The first time I heard Jack Canfield (Chicken Soup for the Soul, Success Principles, and, my mentor) speak he said “little things get bigger” and gave an example of going for a walk with a tiny pebble in your shoe. He asked the audience to think about what the pebble would feel like in one hour of walking on it. In partners we shared our perspectives. You got it! Most of the crowd said things like “I wouldn’t even last an hour with it in my shoe”, “it would feel huge after an hour” or “it would drive me nuts, I would not be pleasant to be with on the walk.”

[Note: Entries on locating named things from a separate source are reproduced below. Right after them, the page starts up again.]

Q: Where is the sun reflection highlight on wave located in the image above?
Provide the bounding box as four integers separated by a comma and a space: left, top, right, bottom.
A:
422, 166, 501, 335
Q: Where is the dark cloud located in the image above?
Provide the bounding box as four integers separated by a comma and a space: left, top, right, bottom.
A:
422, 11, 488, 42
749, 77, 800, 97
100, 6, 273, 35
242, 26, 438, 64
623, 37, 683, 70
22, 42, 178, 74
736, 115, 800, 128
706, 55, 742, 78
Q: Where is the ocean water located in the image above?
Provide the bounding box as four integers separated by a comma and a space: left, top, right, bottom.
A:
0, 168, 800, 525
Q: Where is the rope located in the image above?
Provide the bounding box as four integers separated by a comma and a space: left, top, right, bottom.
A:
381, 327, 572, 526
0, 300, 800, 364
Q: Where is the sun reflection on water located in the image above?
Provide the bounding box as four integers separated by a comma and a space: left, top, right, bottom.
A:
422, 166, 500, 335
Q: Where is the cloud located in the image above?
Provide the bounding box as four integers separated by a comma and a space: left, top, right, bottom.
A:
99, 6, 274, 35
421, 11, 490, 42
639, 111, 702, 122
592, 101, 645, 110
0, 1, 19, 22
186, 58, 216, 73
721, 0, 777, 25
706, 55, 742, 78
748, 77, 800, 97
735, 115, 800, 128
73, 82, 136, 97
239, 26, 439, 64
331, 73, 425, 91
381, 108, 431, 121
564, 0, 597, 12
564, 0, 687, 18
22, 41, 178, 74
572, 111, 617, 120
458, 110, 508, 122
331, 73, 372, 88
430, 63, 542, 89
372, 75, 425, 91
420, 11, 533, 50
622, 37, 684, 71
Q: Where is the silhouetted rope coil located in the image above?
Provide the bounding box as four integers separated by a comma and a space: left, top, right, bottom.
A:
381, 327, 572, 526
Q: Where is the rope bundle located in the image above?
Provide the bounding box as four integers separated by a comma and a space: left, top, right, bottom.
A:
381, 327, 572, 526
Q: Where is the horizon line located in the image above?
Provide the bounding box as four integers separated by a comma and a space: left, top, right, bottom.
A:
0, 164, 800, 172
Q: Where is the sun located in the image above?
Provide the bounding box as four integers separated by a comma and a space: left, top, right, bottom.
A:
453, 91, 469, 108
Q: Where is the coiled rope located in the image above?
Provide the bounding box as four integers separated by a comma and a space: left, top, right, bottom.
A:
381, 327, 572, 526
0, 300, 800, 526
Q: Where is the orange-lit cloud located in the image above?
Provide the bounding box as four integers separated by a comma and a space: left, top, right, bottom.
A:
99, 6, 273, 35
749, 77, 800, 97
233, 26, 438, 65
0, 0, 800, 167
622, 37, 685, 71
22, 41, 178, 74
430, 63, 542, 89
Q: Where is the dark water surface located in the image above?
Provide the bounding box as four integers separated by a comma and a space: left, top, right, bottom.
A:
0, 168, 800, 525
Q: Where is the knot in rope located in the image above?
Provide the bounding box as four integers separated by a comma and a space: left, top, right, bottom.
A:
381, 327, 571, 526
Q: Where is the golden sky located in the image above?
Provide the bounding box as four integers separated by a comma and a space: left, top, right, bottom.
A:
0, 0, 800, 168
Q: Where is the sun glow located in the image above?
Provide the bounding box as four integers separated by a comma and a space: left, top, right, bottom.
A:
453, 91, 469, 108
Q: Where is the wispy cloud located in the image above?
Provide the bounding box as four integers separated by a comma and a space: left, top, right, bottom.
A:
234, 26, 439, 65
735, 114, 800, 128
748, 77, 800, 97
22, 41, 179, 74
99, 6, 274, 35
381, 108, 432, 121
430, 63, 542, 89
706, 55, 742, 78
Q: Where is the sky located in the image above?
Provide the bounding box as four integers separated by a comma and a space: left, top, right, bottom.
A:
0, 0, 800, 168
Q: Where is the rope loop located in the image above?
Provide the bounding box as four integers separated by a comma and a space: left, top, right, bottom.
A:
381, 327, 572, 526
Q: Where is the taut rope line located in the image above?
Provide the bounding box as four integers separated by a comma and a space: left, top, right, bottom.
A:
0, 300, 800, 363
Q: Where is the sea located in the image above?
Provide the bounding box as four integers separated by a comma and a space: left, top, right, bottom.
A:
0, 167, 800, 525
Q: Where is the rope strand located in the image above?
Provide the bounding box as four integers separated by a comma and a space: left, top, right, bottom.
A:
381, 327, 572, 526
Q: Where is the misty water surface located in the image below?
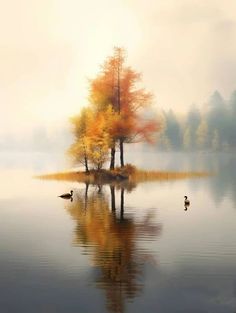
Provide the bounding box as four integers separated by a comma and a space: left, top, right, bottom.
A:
0, 153, 236, 313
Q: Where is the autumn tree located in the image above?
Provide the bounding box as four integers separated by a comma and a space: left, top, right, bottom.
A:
89, 47, 159, 169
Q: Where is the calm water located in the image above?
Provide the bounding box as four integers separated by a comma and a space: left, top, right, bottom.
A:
0, 154, 236, 313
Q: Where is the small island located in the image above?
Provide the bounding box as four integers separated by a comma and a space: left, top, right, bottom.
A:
39, 47, 208, 185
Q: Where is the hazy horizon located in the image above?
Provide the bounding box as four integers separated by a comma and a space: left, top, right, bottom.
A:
0, 0, 236, 135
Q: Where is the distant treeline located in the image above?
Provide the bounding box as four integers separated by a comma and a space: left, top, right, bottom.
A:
157, 90, 236, 151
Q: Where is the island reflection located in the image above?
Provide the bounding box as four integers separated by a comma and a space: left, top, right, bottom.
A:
65, 184, 162, 313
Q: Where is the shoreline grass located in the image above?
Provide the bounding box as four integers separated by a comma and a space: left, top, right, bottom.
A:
35, 165, 208, 184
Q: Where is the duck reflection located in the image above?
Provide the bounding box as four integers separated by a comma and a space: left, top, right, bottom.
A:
63, 186, 161, 313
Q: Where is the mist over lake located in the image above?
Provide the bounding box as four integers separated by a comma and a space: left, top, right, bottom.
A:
0, 152, 236, 313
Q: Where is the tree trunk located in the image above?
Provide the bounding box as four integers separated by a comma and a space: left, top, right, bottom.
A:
110, 186, 116, 211
120, 188, 125, 221
120, 139, 125, 167
110, 145, 116, 170
84, 156, 89, 173
84, 183, 89, 210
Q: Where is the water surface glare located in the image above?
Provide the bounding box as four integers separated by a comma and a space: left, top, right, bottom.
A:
0, 155, 236, 313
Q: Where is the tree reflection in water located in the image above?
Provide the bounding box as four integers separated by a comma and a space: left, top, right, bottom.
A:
66, 185, 161, 313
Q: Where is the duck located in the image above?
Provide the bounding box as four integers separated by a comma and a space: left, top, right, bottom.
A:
184, 196, 190, 205
184, 196, 190, 211
58, 190, 73, 199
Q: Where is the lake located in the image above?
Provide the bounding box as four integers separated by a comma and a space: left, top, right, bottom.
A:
0, 153, 236, 313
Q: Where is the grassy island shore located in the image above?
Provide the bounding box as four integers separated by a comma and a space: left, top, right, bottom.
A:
36, 165, 210, 184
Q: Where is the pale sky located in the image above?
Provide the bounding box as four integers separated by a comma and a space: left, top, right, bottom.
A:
0, 0, 236, 134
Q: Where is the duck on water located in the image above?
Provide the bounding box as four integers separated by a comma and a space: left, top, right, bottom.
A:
184, 196, 190, 211
58, 190, 73, 199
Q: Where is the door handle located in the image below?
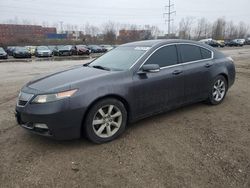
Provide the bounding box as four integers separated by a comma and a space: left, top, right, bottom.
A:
172, 70, 183, 75
205, 63, 213, 68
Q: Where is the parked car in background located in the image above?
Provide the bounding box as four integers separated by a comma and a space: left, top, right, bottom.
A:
13, 46, 31, 58
16, 40, 235, 143
53, 45, 72, 56
0, 47, 8, 59
25, 46, 36, 55
6, 46, 15, 56
48, 45, 56, 55
226, 39, 244, 47
216, 40, 225, 48
87, 45, 107, 53
75, 45, 91, 55
35, 46, 53, 57
236, 39, 246, 46
100, 44, 114, 51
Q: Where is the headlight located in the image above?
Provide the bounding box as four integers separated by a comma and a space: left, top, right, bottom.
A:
32, 89, 77, 104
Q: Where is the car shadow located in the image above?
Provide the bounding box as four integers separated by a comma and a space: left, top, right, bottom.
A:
20, 102, 221, 150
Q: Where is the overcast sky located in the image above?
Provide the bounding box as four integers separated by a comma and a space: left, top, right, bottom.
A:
0, 0, 250, 30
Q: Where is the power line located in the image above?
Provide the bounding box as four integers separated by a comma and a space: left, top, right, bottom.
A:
163, 0, 176, 37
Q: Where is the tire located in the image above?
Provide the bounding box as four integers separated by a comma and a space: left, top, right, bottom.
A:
83, 98, 127, 144
208, 75, 228, 105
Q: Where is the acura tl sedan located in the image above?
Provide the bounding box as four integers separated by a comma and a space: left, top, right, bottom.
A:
16, 40, 235, 143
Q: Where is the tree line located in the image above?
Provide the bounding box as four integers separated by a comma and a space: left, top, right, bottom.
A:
0, 17, 250, 45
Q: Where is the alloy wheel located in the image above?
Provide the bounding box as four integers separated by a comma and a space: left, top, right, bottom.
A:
92, 105, 122, 138
213, 79, 226, 102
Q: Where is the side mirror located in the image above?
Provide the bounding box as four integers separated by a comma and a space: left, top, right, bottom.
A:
138, 64, 160, 74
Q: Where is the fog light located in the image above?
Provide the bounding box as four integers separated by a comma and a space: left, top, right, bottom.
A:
34, 123, 48, 129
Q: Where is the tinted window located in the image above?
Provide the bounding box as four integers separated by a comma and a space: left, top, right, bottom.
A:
90, 46, 149, 70
180, 44, 202, 63
201, 48, 212, 59
145, 45, 178, 67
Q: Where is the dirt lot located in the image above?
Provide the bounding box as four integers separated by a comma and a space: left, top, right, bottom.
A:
0, 47, 250, 188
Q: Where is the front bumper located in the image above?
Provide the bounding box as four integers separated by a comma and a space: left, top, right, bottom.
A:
15, 100, 84, 140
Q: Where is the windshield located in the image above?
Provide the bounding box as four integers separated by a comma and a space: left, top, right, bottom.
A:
0, 48, 5, 52
89, 47, 149, 70
15, 47, 27, 51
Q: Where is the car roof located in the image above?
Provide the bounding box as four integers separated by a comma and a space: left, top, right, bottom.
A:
121, 39, 207, 47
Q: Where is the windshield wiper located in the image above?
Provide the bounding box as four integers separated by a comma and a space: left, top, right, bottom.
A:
92, 65, 111, 71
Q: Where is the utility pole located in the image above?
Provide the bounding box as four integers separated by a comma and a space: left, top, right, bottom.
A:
163, 0, 176, 37
60, 21, 63, 33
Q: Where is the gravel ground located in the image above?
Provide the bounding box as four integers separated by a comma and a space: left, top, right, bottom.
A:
0, 47, 250, 188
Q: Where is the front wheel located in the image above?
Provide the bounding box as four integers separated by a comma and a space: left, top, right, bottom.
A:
84, 98, 127, 143
208, 75, 228, 105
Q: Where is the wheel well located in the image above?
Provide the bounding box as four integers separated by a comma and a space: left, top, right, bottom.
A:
81, 95, 130, 134
219, 73, 228, 86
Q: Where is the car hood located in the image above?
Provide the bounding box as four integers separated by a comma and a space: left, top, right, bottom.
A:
26, 66, 111, 93
37, 50, 51, 53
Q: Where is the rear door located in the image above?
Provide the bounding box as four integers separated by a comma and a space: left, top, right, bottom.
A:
178, 44, 213, 103
133, 45, 184, 117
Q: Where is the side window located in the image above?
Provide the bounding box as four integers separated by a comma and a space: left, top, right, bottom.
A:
200, 48, 212, 59
179, 44, 203, 63
145, 45, 178, 67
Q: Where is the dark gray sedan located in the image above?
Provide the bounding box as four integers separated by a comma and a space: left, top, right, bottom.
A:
16, 40, 235, 143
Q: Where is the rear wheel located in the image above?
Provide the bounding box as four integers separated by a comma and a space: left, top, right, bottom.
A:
84, 98, 127, 143
208, 75, 228, 105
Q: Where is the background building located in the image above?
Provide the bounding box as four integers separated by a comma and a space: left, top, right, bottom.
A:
0, 24, 57, 46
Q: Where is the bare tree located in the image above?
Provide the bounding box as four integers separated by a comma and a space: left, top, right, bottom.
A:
179, 17, 194, 39
225, 21, 238, 39
212, 18, 226, 40
238, 22, 248, 38
194, 18, 211, 40
103, 21, 116, 44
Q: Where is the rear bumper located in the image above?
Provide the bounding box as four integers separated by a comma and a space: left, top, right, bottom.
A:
15, 101, 84, 140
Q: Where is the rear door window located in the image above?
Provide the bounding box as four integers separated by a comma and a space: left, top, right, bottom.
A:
200, 48, 212, 59
179, 44, 203, 63
145, 45, 178, 67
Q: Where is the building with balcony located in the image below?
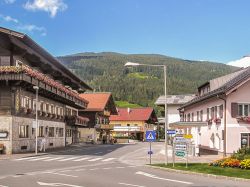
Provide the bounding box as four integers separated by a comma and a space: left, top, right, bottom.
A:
110, 107, 157, 142
79, 92, 117, 143
0, 28, 91, 154
170, 67, 250, 155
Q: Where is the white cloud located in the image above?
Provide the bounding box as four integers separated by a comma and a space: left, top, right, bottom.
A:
0, 14, 47, 36
4, 0, 16, 4
24, 0, 68, 17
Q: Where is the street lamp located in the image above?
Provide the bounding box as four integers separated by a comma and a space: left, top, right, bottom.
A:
124, 62, 168, 164
33, 86, 39, 154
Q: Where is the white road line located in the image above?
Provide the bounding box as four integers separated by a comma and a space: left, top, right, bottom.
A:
94, 152, 103, 155
15, 156, 37, 161
118, 182, 145, 187
58, 157, 80, 162
44, 172, 78, 177
43, 157, 65, 162
103, 158, 116, 162
28, 156, 52, 162
88, 158, 102, 162
72, 157, 91, 162
135, 171, 193, 185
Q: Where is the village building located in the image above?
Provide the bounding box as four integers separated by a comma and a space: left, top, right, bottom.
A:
110, 107, 157, 142
155, 94, 195, 125
0, 28, 91, 154
79, 92, 117, 143
170, 68, 250, 155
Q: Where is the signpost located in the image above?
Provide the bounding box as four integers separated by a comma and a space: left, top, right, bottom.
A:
146, 131, 156, 165
173, 134, 193, 168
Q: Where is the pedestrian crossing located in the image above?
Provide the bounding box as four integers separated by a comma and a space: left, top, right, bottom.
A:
13, 156, 117, 162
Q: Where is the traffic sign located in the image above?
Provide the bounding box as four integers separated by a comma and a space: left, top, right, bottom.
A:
146, 131, 156, 142
167, 129, 176, 134
175, 151, 185, 157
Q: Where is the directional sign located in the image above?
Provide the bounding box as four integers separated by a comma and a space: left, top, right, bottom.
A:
175, 151, 185, 157
167, 130, 176, 134
148, 151, 153, 155
146, 131, 156, 142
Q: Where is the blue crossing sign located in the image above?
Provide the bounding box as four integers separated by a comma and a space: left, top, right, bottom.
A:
146, 131, 156, 142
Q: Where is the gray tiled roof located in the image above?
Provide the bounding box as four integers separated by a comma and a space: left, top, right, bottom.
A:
155, 94, 195, 105
180, 67, 250, 109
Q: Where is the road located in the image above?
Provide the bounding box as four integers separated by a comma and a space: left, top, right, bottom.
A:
0, 143, 250, 187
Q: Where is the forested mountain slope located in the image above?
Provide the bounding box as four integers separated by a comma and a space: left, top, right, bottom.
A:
58, 52, 237, 106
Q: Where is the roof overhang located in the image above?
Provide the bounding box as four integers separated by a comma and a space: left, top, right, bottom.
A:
169, 121, 207, 128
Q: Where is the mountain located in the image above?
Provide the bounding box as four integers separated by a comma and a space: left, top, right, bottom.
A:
58, 52, 238, 106
228, 55, 250, 68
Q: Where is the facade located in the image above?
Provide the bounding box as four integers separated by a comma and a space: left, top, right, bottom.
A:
110, 107, 157, 141
0, 28, 91, 154
170, 68, 250, 155
79, 92, 117, 143
155, 94, 195, 124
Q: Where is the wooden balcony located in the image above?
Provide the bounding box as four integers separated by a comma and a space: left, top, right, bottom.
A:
0, 65, 88, 109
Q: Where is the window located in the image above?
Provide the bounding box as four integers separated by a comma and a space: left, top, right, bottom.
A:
19, 125, 29, 138
200, 110, 203, 121
58, 128, 63, 137
197, 111, 200, 121
241, 133, 250, 148
238, 104, 249, 116
219, 105, 223, 118
49, 127, 55, 137
38, 126, 44, 137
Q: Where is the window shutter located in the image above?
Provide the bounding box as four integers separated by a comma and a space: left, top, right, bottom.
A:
231, 103, 238, 118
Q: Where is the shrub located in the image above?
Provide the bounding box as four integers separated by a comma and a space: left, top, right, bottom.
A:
240, 159, 250, 169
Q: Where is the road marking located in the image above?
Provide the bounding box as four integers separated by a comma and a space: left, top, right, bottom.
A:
43, 172, 78, 177
103, 158, 116, 162
15, 156, 37, 161
135, 171, 193, 184
118, 182, 145, 187
94, 152, 103, 155
72, 157, 91, 162
28, 156, 52, 162
37, 181, 83, 187
58, 156, 80, 162
44, 157, 64, 162
88, 158, 102, 162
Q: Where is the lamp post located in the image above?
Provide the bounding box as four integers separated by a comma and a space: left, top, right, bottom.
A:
33, 86, 39, 154
124, 62, 168, 164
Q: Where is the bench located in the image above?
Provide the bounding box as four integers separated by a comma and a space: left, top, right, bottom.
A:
0, 144, 4, 154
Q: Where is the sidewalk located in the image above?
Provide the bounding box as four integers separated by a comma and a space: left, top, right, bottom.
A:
0, 143, 100, 161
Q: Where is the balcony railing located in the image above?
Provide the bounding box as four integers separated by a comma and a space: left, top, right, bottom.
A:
0, 65, 87, 106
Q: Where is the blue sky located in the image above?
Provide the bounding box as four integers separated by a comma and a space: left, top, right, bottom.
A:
0, 0, 250, 63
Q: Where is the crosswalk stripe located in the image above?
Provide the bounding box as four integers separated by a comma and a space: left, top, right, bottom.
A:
43, 157, 64, 162
102, 158, 116, 162
28, 156, 52, 162
58, 157, 79, 162
15, 156, 37, 161
72, 157, 91, 162
88, 158, 102, 162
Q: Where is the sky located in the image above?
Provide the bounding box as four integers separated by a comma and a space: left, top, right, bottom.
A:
0, 0, 250, 63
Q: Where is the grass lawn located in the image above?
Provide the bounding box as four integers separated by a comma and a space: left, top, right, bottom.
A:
153, 163, 250, 179
115, 101, 141, 108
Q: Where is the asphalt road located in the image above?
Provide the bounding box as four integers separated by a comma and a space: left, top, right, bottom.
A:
0, 143, 250, 187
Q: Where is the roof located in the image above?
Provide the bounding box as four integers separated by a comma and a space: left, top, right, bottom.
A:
109, 107, 157, 121
0, 27, 92, 90
179, 67, 250, 109
80, 92, 117, 113
155, 94, 195, 105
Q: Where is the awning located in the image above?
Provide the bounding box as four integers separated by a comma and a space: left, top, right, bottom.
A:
169, 121, 207, 128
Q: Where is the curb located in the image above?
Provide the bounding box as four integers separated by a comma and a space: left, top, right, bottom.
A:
146, 165, 250, 182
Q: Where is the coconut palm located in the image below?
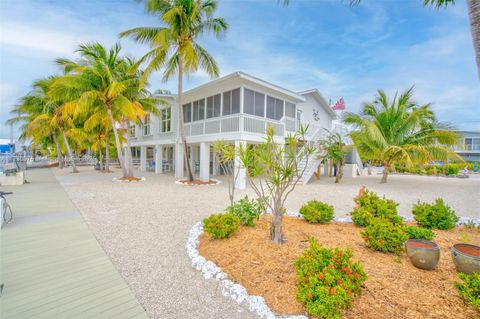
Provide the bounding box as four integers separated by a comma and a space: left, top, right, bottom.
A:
343, 87, 462, 183
52, 43, 159, 177
120, 0, 228, 181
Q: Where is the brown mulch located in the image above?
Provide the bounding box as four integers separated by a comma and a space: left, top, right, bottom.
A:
178, 179, 218, 185
199, 217, 480, 319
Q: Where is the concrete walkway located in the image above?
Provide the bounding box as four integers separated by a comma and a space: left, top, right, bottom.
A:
0, 169, 148, 319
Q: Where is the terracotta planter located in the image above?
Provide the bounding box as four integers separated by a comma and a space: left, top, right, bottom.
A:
405, 239, 440, 270
452, 244, 480, 274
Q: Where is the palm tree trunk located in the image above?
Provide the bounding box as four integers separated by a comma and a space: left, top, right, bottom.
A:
61, 129, 78, 173
107, 109, 127, 177
178, 55, 193, 182
52, 133, 64, 168
467, 0, 480, 78
105, 131, 110, 173
380, 162, 389, 184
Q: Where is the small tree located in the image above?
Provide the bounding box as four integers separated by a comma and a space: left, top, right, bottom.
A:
213, 140, 243, 205
239, 127, 315, 244
319, 130, 353, 183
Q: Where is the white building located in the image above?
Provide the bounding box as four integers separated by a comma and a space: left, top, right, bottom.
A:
130, 72, 344, 188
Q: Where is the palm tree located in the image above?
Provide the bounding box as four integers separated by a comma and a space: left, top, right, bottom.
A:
343, 87, 462, 183
319, 130, 353, 183
120, 0, 228, 181
53, 43, 159, 178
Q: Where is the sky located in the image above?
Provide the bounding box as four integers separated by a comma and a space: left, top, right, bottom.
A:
0, 0, 480, 138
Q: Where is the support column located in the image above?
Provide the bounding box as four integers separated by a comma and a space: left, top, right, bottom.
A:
200, 142, 210, 182
140, 146, 147, 172
175, 143, 185, 178
155, 145, 163, 174
233, 141, 247, 189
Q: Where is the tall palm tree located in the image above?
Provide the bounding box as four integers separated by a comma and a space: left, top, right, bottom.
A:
52, 43, 159, 177
120, 0, 228, 181
343, 88, 462, 183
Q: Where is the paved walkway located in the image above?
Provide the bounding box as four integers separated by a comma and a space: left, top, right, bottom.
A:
0, 169, 148, 319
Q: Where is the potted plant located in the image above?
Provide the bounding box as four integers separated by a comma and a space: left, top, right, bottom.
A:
452, 244, 480, 274
405, 239, 440, 270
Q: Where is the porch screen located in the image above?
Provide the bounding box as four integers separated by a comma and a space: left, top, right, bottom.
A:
267, 96, 283, 120
243, 89, 265, 117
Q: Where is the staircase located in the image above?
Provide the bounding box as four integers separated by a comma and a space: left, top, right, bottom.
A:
297, 127, 325, 184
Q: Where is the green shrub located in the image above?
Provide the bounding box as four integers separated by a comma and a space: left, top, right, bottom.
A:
361, 219, 408, 254
295, 238, 367, 318
455, 272, 480, 310
226, 196, 265, 226
203, 213, 240, 238
350, 189, 403, 227
407, 226, 435, 240
300, 200, 334, 224
412, 198, 458, 229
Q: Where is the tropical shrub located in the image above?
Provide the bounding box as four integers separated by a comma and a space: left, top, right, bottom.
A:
300, 200, 334, 224
407, 226, 435, 240
295, 238, 367, 318
203, 213, 240, 238
361, 218, 408, 254
350, 188, 403, 227
412, 198, 458, 229
226, 196, 265, 226
455, 272, 480, 310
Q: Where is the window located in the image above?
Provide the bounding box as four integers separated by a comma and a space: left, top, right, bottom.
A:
183, 103, 192, 123
243, 89, 265, 117
285, 101, 295, 118
223, 89, 240, 116
207, 94, 221, 119
267, 96, 283, 120
130, 124, 136, 137
193, 99, 205, 121
160, 107, 172, 133
143, 114, 150, 135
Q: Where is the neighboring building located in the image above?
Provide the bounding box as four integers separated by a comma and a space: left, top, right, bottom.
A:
454, 131, 480, 162
130, 72, 342, 188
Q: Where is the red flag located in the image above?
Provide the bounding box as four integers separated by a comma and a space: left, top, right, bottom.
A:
333, 97, 345, 111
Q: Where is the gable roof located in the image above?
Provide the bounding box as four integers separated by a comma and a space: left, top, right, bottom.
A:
298, 89, 337, 119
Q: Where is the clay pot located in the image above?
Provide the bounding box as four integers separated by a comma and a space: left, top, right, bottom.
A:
452, 244, 480, 274
405, 239, 440, 270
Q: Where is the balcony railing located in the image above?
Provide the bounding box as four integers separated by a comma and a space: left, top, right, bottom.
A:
185, 114, 285, 136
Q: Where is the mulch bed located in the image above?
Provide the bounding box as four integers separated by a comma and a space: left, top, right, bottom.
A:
199, 217, 480, 319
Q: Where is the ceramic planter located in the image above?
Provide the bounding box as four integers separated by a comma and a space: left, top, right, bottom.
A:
405, 239, 440, 270
452, 244, 480, 274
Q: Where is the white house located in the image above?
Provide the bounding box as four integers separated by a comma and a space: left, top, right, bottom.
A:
130, 72, 342, 188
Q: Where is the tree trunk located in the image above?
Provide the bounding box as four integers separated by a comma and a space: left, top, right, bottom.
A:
335, 162, 343, 184
270, 206, 283, 244
380, 162, 389, 184
105, 131, 110, 173
177, 56, 193, 182
61, 129, 78, 173
52, 133, 64, 168
467, 0, 480, 78
107, 109, 127, 177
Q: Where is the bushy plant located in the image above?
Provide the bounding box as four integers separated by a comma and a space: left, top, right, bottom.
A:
350, 188, 403, 227
300, 200, 334, 224
407, 226, 435, 240
295, 238, 367, 319
361, 218, 408, 254
455, 272, 480, 310
226, 196, 265, 226
412, 198, 458, 229
203, 213, 240, 238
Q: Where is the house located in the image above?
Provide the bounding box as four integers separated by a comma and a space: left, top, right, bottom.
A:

Conflict is a lot like the pebble. If it is not dealt with, managed or resolved, it gets bigger. For many people conflict is very uncomfortable and a conversation they would rather avoid. As a former Correctional Officer and having been a mediator for more than ten years, I can tell you that avoidance usually never brings good results. Dealing with conflict early, before it can grow bigger, will definitely help the resolution process.
Some of the actions that help you become a little more comfortable having a conversation that involves a conflict are:
- To prepare for the conversation. Think about what you want to say. Practice saying it. If you don’t like how it landed, you can change it. Notice your non verbal language (this is why practice in front of a mirror is so helpful). Write down a few points about what you would like to say.
- Get a good night sleep before the conversation.
- Set your intention for success. Approach the conversation with hope and a willingness to resolve (instead of dread and fear).
- Be careful not to make assumptions (about the other person, the issue or solution), assumptions are usually wrong.
- Choose the right time, and right location to have the conversation.
- Drink water (not coffee).
- Remember to breath during the conversation. Sometimes in nervousness people hold their breath.
- Slow the pace of your speaking ever so slightly, this can reduce anxiety in the moment.
- Summarize the solutions or next steps before leaving the conversation.
- And of course…. Follow up.
Remember, little things usually get bigger so addressing the issues sooner than later is an important first step.